なお、アイドリングストップキャンセラーなる機器が売られているが、筆者は2万円以上もするから諦めたため、手動でオフにする面倒を強いられている。もちろんアイドリングストップ機能がないと燃費は悪化するものの、国産車メーカーの開発陣によれば、燃費差は1km/L以下のケースもあるという。今後、アイドリングストップ機能のない新型車は増えるはずである。
●電動リヤゲート
SUVやワゴンの上級車には電動リヤゲートが付いているクルマも多い。ボタンやキーの操作でリヤゲートを開閉できるのだが、故障するとやっかいで修理費も高価になる。また、ラッチ部分に犬の毛などが詰まっていると安全機能が働きキャンセルされ、操作と逆方向に作動することもあったりする。
電動リヤゲートが装備されたトヨタ・ノア画像はこちら
ボックス型ミニバンのように、リヤゲートが巨大で開け閉めがめっぽう重い場合は助かるが、リヤゲートがそこまで大きく重くないのであれば、車両価格に含まれる装備ぶんの値段を含め、どうしても必要な装備とは思えない。
●リモートパーキング
上級車には、ボタンひとつで駐車を行ってくれるリモートパーキング機能が付いていることもある。かつてのリモートパーキングは、かえって自身で駐車したほうが早い……なんていう使えないものもあったのだが、最新のリモートパーキング機能はかなり便利。最先端のものでは、スマートフォンからクルマをRCカーのように操作することができ、リモートで駐車・出庫してくれたりする、夢のような機能をもち合わせている場合もある。

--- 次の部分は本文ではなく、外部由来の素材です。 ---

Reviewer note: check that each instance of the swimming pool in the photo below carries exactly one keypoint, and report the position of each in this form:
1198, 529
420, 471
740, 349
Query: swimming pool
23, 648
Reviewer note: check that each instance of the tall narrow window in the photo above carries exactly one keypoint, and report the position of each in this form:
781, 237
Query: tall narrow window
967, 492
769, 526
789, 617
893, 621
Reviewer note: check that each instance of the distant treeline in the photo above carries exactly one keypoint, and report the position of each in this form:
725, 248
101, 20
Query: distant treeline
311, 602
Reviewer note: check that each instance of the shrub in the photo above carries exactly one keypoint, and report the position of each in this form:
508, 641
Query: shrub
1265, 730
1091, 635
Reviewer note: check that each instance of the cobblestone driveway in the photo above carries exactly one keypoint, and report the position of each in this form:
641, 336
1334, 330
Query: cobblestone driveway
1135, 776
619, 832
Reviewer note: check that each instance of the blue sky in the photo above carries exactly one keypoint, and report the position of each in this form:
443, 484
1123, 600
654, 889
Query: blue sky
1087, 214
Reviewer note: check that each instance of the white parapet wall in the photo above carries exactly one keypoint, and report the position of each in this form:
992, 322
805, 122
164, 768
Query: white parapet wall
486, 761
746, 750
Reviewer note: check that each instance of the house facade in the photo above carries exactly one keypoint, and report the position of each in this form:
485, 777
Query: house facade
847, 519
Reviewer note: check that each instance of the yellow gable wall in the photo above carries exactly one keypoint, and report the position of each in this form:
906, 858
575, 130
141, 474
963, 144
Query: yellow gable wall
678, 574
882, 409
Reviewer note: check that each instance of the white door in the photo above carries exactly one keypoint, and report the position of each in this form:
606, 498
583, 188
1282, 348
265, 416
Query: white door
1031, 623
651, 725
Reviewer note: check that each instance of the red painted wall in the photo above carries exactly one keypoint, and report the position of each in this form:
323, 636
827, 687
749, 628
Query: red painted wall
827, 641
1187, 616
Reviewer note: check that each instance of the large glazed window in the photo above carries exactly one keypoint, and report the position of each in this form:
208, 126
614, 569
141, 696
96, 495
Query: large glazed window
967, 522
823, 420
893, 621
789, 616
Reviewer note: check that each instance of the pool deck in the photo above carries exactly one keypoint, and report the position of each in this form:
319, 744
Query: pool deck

スマートフォンから操作する形式のリモートパーキング画像はこちら
しかしだ。駐車場に愛車を止めたのはいいものの、両側ギリギリに大きく幅広のクルマが止まっていて、ドアを開けることができない……なんていうレアケースでは確かに助かるが、そんなことはめったに起こらない。筆者の愛車にも自動パーキング機能が付いておりそれなりの動作をしてくれるのだが、操作手順などが面倒で、一度も使ったことはない。必要な装備と抱き合わせのパッケージなら仕方がないが、運転初心者であっても、その機能単独にわざわざお金を払うのは考えものだ。
リモートパーキングの画面画像はこちら
●オートワイパー
雨が降ってくると自動的にワイパーを作動してくれるのがオートワイパーだ。便利なシーンもあるにはあるが、雨が降ってくれば誰にでもわかるわけで、手動でワイパーを動かせばいいだけ。しかも、フロントウインドウが汚れた状態で勝手に作動すると、ワイパーブレードのゴムやフロントウインドウガラスをキズつけてしまう心配もある。
オートワイパーのレバー画像はこちら
オートワイパーはウインドウウォッシャー液の噴射まで面倒を見てくれない。当然、エンジンがかかったまま洗車をすれば、水滴を感知してワイパーが作動。ウインドウを洗っているタイミングなら手を怪我する可能性もある。ただし、オートワイパー機能が付いていても、オフにすることは可能だ。というぐらいで、なくてもいい装備のひとつといえそうだ。
●タッチセンサー式スライダー
いま、クルマの物理スイッチが減っている。車内がスマートになり、部品点数も減らせてコストダウンにつながるという見方もある。が、そうした物理スイッチをやめたクルマがふたたび物理スイッチを復活させている例もある。理由はもちろんユーザーからのクレーム、つまり使いにくさ。
フォルクスワーゲン・ゴルフ8のタッチセンサー式スライダー画像はこちら
フォルクスワーゲン・ゴルフ8は、エアコンの温度やオーディオ音量調整を、ゴルフ7.5までの物理スイッチからタッチスライダーに変更したのはいいものの、夜間照明がないこともあり世界中で酷評を浴びたのだ。ゴルフ8.5で照明が付いたもののスライダー操作には慣れが必要で、物理スイッチに慣れた身としては決して使いやすいとはいえない。もちろん、これはゴルフだけのことではない。